Programming the cell is a little more complicated, and involves a process known as hot-electron injection. When programming the control gate is connected to a "programming voltage". The drain will then see a voltage of around half this value while the source is at ground. The voltage on the control gate is coupled to the floating gate through the dielectric, raising the floating gate to the programming voltage and inverting the channel underneath. This results in the channel electrons having a higher drift velocity and increased kinetic energy.

Collisions between the energetic electrons and the crystal lattice dissipate heat which raises the temperature of the silicon. At the programming voltage it is found that the electrons cannot transfer their kinetic energy to the surrounding atoms fast enough and they become "hotter" and scatter further afield, many towards the oxide layer. These electrons overcome the 3.1 eV (electron volts) needed to overcome the barrier and they accumulate on the floating gate. As there is no way of escape they remain there until they are removed by an erase cycle.

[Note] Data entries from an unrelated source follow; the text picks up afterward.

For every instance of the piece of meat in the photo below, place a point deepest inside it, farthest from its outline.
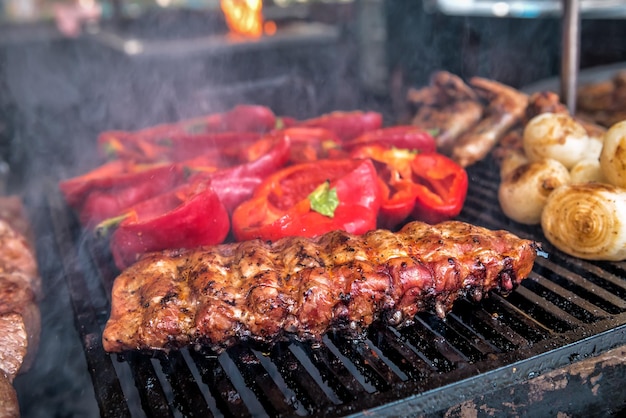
(507, 107)
(449, 122)
(303, 288)
(16, 255)
(17, 297)
(448, 106)
(9, 406)
(13, 343)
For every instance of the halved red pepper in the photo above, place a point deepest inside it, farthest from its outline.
(400, 136)
(283, 204)
(423, 186)
(443, 187)
(189, 216)
(346, 124)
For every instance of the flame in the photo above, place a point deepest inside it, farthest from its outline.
(244, 17)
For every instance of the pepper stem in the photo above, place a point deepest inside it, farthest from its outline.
(103, 228)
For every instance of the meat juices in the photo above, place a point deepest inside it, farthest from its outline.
(302, 288)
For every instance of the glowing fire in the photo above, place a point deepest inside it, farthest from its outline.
(245, 17)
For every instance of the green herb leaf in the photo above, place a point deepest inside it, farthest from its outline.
(324, 200)
(433, 132)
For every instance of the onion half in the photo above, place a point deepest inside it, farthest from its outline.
(587, 221)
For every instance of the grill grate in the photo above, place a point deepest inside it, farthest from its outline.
(567, 309)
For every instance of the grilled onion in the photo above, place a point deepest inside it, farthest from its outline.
(613, 155)
(587, 221)
(557, 136)
(523, 192)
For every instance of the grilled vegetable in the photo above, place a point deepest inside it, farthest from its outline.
(239, 119)
(401, 136)
(347, 125)
(428, 187)
(523, 193)
(587, 221)
(587, 170)
(189, 216)
(556, 136)
(283, 205)
(613, 156)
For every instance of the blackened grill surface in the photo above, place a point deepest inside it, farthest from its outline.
(568, 309)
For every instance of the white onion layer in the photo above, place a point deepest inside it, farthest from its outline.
(587, 221)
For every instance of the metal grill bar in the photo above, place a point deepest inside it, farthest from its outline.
(425, 365)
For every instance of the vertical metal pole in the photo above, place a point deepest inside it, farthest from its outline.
(570, 58)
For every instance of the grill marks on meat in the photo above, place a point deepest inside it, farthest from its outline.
(254, 290)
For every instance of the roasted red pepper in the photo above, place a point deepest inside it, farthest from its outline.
(310, 199)
(429, 187)
(110, 189)
(444, 187)
(241, 118)
(401, 136)
(347, 125)
(237, 183)
(114, 187)
(309, 144)
(223, 146)
(188, 216)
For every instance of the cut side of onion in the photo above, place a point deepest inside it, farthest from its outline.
(587, 221)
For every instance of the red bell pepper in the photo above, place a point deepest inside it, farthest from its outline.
(241, 118)
(309, 144)
(443, 188)
(311, 199)
(223, 146)
(424, 186)
(76, 188)
(401, 136)
(347, 125)
(111, 196)
(189, 216)
(237, 183)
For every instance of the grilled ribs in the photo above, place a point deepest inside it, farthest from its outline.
(303, 288)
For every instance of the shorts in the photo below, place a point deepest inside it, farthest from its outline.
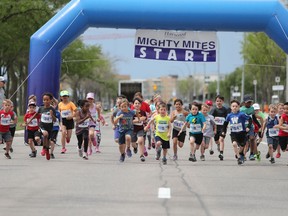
(69, 124)
(122, 137)
(54, 135)
(274, 141)
(116, 133)
(33, 134)
(136, 135)
(181, 137)
(198, 138)
(12, 131)
(6, 136)
(206, 140)
(240, 138)
(164, 143)
(283, 142)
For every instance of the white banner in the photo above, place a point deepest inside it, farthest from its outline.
(176, 45)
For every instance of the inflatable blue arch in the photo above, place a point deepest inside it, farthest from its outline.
(46, 45)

The erase cycle for Flash memory uses a process called Fowler-Nordheim tunnelling. The process is initiated by routing the programming voltage to the source, grounding the control gate and leaving the drain floating. In this condition electrons are attracted towards the source and they tunnel off the floating gate, passing through the thin oxide layer. This leaves the floating gate devoid of charge.

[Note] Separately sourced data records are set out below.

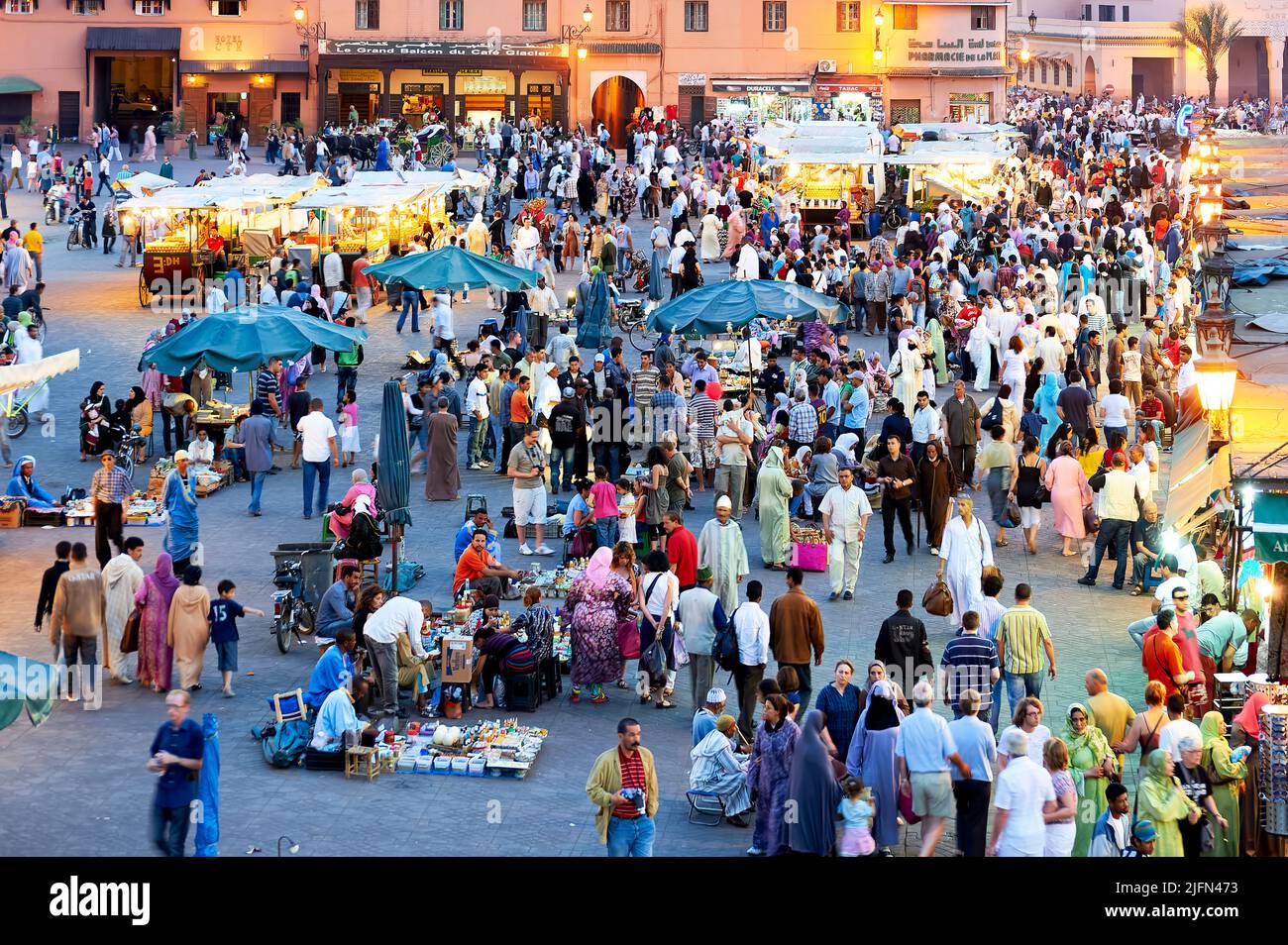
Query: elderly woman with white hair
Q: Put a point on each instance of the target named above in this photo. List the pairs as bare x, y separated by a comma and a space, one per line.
1021, 798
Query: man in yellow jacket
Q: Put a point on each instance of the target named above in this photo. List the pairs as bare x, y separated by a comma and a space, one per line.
622, 786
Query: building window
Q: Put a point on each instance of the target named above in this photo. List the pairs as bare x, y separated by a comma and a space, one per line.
451, 14
774, 16
617, 16
696, 16
848, 16
366, 14
533, 16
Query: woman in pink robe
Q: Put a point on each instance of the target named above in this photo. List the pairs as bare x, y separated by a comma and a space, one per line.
1069, 494
154, 599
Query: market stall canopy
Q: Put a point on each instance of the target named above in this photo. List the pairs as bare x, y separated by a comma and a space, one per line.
454, 267
245, 339
370, 196
713, 308
21, 376
26, 683
145, 184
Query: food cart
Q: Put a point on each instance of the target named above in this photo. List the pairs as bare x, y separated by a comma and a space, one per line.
370, 218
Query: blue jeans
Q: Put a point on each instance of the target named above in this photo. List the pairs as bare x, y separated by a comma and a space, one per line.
168, 828
321, 472
562, 458
411, 303
257, 489
1021, 683
605, 531
630, 836
1112, 532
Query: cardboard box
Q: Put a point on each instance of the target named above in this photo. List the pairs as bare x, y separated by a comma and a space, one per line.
458, 658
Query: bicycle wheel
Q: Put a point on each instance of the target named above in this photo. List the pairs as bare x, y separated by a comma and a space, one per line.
18, 422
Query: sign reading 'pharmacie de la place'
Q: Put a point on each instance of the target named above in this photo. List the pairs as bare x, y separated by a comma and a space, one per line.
434, 48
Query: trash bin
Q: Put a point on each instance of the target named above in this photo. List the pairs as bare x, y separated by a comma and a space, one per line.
316, 567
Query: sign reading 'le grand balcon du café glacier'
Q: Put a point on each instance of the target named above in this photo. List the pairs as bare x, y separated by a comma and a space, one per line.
965, 52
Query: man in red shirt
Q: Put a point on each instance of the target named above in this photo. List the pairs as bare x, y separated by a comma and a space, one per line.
1160, 657
682, 549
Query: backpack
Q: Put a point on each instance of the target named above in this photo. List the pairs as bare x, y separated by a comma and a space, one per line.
284, 743
724, 648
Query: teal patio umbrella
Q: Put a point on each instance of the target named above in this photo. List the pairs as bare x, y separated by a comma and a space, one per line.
711, 309
246, 338
393, 475
452, 267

Generally the erase process is only made to last a few milliseconds. When complete all the cells in the block are checked to ensure they have been completely erased. If not a second erase cycle is initiated.

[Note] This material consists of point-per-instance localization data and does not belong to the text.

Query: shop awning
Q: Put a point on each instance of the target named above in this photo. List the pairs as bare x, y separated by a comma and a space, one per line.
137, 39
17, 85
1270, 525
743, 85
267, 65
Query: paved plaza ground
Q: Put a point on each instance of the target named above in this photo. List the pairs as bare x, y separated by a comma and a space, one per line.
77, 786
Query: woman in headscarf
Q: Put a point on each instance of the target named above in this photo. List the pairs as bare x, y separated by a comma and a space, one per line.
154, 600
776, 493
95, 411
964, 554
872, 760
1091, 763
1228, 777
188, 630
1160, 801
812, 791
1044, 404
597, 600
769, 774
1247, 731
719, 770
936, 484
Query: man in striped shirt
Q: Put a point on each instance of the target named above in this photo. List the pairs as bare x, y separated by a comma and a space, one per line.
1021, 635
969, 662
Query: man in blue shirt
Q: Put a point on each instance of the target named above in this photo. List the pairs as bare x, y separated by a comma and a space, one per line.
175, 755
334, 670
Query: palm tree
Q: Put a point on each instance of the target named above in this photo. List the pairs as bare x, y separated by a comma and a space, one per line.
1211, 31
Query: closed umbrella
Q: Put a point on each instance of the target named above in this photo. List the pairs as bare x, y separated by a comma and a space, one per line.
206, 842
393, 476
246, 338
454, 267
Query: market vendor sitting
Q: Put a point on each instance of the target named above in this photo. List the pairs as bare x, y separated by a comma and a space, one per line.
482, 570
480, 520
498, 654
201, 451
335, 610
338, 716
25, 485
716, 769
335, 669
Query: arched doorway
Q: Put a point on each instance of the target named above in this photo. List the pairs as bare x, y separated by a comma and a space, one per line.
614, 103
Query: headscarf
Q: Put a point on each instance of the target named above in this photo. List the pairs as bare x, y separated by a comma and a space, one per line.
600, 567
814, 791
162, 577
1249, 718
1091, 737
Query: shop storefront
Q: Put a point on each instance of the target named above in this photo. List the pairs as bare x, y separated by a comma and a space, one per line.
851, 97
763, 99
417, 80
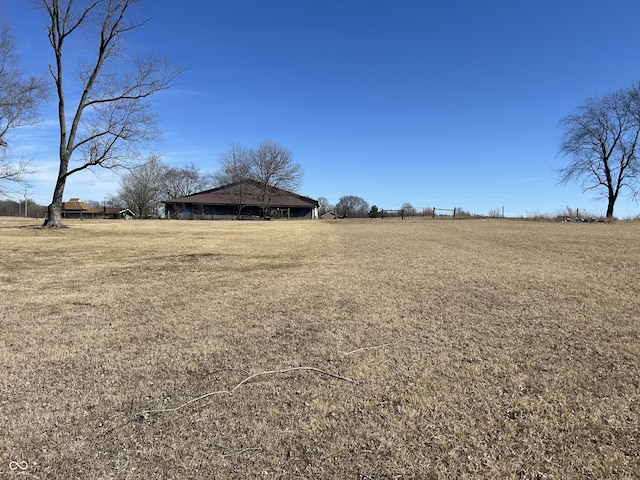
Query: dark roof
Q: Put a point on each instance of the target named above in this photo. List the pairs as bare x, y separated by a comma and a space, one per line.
246, 193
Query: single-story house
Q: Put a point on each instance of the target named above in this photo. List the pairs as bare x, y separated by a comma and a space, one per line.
242, 200
76, 208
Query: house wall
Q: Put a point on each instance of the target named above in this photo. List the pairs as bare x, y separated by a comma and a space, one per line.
190, 211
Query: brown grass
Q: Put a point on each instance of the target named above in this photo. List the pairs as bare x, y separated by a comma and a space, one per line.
484, 349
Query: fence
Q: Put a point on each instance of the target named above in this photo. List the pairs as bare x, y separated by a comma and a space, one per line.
428, 212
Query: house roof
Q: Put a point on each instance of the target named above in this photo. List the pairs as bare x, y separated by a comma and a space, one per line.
245, 192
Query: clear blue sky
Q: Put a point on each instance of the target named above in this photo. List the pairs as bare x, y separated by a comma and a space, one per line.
450, 103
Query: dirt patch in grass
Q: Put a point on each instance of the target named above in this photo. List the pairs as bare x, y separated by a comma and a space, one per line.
494, 349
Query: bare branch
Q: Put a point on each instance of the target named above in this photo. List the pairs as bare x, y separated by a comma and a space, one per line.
145, 413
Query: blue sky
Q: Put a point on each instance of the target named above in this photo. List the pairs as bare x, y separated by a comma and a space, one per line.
437, 103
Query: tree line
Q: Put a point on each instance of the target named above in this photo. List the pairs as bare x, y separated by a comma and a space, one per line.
105, 120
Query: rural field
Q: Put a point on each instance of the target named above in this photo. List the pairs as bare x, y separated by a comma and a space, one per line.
358, 349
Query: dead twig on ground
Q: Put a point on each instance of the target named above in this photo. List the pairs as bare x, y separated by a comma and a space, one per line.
145, 413
376, 346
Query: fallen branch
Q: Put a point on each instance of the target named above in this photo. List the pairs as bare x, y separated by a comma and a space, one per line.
145, 413
376, 346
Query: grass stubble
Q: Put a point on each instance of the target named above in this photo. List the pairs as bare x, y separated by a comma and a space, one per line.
481, 349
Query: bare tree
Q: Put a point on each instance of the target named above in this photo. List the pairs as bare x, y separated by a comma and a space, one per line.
140, 188
325, 205
352, 206
180, 182
258, 172
600, 138
235, 170
20, 98
272, 166
111, 120
408, 209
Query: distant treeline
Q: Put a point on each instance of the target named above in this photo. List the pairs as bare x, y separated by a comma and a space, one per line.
11, 208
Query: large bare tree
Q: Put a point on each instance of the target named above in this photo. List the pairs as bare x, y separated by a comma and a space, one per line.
258, 172
180, 182
141, 188
600, 139
20, 98
272, 166
110, 121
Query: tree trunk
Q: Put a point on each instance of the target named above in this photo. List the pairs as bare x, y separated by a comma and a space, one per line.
610, 204
54, 217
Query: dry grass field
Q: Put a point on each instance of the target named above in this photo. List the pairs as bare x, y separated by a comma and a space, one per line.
320, 350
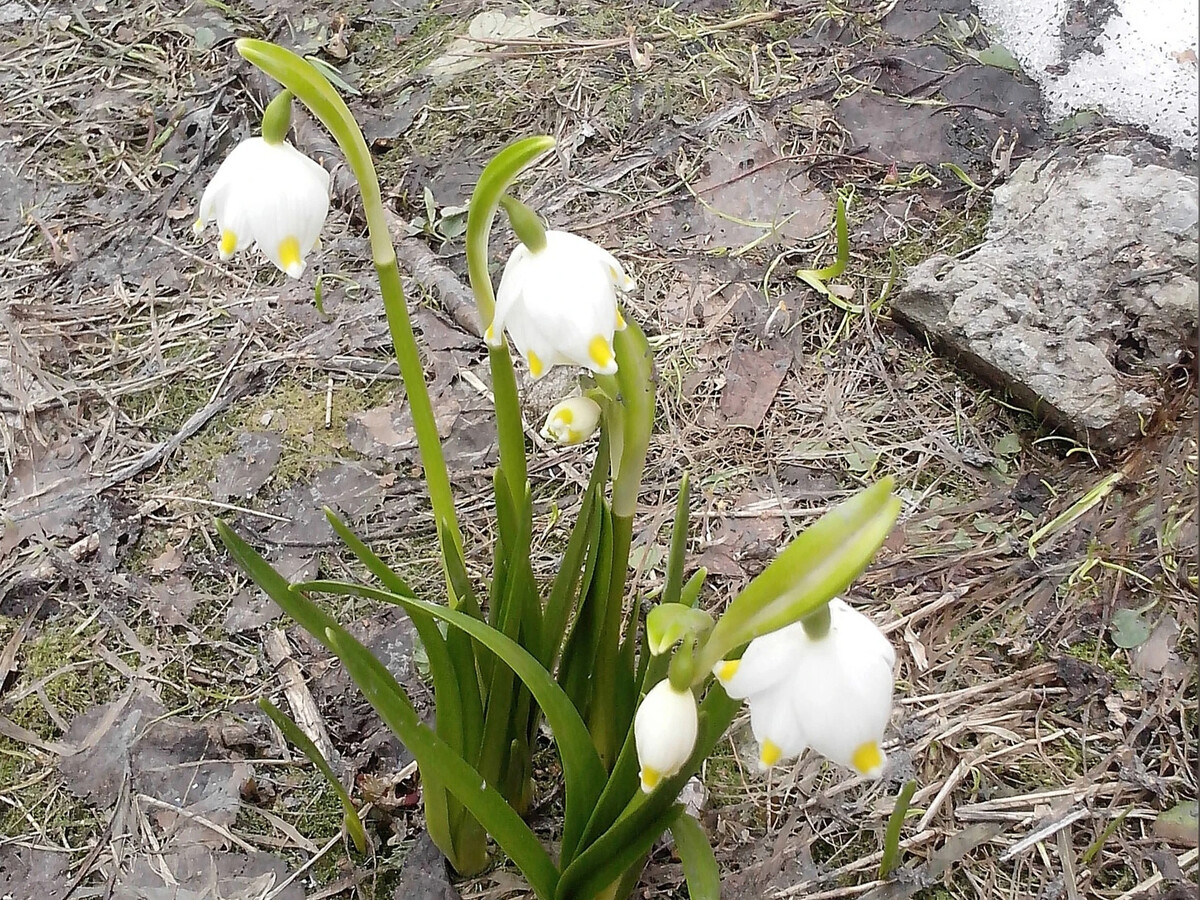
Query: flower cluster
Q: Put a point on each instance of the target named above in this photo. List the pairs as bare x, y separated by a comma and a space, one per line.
829, 693
504, 661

Flash memory write / erase cycles
In the early days of flash memories one of the limiting factors in their uptake was the limited number of erase programme cycles. This was caused by the destructive breakdown of the thin gate oxide layer. Some of the early examples of flash memories only had a few hundred cycles. Now the technology is vastly improved and manufacturers quote figures that mean the flash memory life is no longer a concern.

Most of this improvement in flash memory has been brought about by improving the quality of the oxide layer. When samples of flash memory chips are found to have a lower lifetime it is usually caused by the manufacturing process not being optimised for the oxide growth.

Flash memory access
Flash memory is different to most other types of electronic memory in that while reading data can be performed on individual addresses on certain types of flash memory, erase and write activities may only be performed on a block of a flash memory. A typical block size will be 64, 128, or 256 kB. In order to accommodate this the low level control software used to drive these memories needs to take account of this if the read and write operations are to be performed correctly.

Flash memory flavours
There are two basic types or flavours of flash memory. Although they use the same basic technology, the way they are addressed for reading and writing is slightly different. They two types are

• NAND memory
• NOR memory

NAND memory:   NOR NAND flash memories have a different structure to NOR memories. They are accessed much like block devices such as hard disks. When NAND flash memories are to be read, the contents must first be paged into memory-mapped RAM. This makes the presence of a memory management unit essential.

NOR memory:   NOR flash memory is able to read individual flash memory cells, and as such it behaves like a traditional ROM in this mode. For the erase and write functions, commands are written to the first page of the mapped memory, as defined in "common flash interface" created by Intel.

NAND / NOR tradeoff:   NAND and NOR flash memories can eb sued for different applications. However some systems will use a combination of both types fo flash memory. The NOR memory is used as ROM and the NAND memory is partitioned with a file system and used as a random access storage area.

Summary
Flash memory is a particularly important form of memory. It is now widely used and is possibly one of the most important forms of medium term storage. In view of its current importance, flash memory will be seen for many years to come.